Six percent of all drivers involved in fatal crashes in 2020 were reported as distracted at the time of the crashes, according to data from the National Highway Traffic Safety Administration (NHTSA). This is a grim statistic, but there are things you can do to help prevent being a part of this serious issue. Distracted driving can take many forms, and learning how to identify it can help you take precautions of your own.

What is distracted driving?

What do loud music, eating a sandwich and adjusting your hair all have in common? They’re all examples of distracted driving, which is any activity — even momentary — that takes your focus away from the road. Other common examples of distracted driving include:

  • General noise or activity in the car, possibly from other passengers, kids or pets riding with you
  • Checking or adjusting your appearance in the mirrors as you drive
  • Engaging your car’s infotainment systems
  • Using your phone to call, text, check social media or use any other apps

Broadly speaking, distractions can be categorized as:

  • Visual: A distraction that causes the driver to take their eyes off the road.
  • Manual: A distraction that causes the driver to take their hands off the wheel.
  • Mental: A distraction that causes the driver to take their mind off the task of driving safely.

The dangers of distracted driving

Driving safely requires your full attention; you need to be able to see, hear and react to everything around you. Drivers who lose focus are at an increased risk of getting into or causing an accident. This is a danger not just to other vehicles, but also to pedestrians, bicyclists and anyone else who may be on or near the road.

While any distracted driving is less than ideal, there are degrees of danger to different distractions.

Texting and driving

Of all the possible types of distracted driving out there, texting and driving is one of the worst. NHTSA data indicates that 12% of distraction-affected fatal accidents are caused by cell phone usage. Texting, in particular (and more recently, using or posting to social media), serves to distract the driver on all three fronts: visual, manual and mental. Most states have laws in place limiting or banning texting while driving, so even if you avoid physical danger there are still legal ramifications to consider.

Financial dangers of distracted driving

In addition to the physical and legal dangers of distracted driving, there may be financial consequences. Damage caused by an accident due to your own distracted driving will likely need to be covered by your insurance and may raise your premiums. Even if you avoid accidents, traffic violations could still end up raising your insurance rates. Additionally, you may have to pay hefty traffic fines.

Tips to help limit distracted driving

While it may be difficult to control other distracted drivers on the road, there are a few things you could potentially try to limit your own instances of distracted driving. These include:

  • Using text- or phone-blocking apps that will lock your phone from use while you’re driving. There are several options to choose from on the web.
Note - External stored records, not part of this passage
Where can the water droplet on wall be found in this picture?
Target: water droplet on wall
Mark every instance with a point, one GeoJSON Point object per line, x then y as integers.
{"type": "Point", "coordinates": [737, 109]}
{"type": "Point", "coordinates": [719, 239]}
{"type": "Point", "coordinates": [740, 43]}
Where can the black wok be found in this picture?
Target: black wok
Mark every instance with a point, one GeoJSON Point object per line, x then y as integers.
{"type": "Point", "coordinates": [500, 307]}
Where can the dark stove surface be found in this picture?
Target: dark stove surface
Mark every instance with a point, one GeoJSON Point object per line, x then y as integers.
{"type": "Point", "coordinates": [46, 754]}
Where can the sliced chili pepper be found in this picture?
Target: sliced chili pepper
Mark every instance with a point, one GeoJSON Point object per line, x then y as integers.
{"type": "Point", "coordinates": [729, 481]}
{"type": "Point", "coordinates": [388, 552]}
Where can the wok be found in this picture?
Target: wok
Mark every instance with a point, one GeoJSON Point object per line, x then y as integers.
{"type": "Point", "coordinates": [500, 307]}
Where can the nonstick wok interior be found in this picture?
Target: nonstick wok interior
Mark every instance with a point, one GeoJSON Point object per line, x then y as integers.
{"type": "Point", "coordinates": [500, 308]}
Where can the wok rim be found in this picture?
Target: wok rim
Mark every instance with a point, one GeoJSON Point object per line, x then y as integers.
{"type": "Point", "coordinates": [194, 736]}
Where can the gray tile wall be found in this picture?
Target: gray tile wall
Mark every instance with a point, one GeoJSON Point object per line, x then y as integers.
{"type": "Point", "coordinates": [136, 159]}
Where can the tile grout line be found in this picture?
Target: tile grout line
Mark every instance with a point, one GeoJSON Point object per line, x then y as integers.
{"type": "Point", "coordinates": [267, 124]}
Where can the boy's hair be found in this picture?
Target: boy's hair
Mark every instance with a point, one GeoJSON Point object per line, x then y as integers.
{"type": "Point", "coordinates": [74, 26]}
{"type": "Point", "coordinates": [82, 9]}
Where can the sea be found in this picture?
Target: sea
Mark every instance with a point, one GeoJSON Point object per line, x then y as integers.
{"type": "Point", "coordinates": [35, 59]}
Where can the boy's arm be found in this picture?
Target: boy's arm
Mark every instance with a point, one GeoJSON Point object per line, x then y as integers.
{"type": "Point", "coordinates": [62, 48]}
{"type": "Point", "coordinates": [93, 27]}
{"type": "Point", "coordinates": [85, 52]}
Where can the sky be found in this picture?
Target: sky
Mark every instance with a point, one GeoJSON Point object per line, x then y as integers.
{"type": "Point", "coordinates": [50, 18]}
Some may even have auto-respond features that let people know you’re driving.
  • Asking a passenger to assist with navigation duties.
  • Limiting eating and drinking to before or after you're behind the wheel.
  • Making playlists for the car so you don’t get distracted searching for the perfect song.
  • Pulling off the road if you’re feeling drowsy.
  • Using modern car safety features, such as lane departure warnings and automatic braking. 

As a passenger, if you notice the driver engaging in distracted driving, consider speaking up (politely) — it's in both your best interests.

In summary

Distracted driving is a danger to you, other motorists and even pedestrians. Taking steps to minimize your distractions while driving, such as putting away your phone or using hands-free technology, can go a long way to keeping you and others safe as you drive.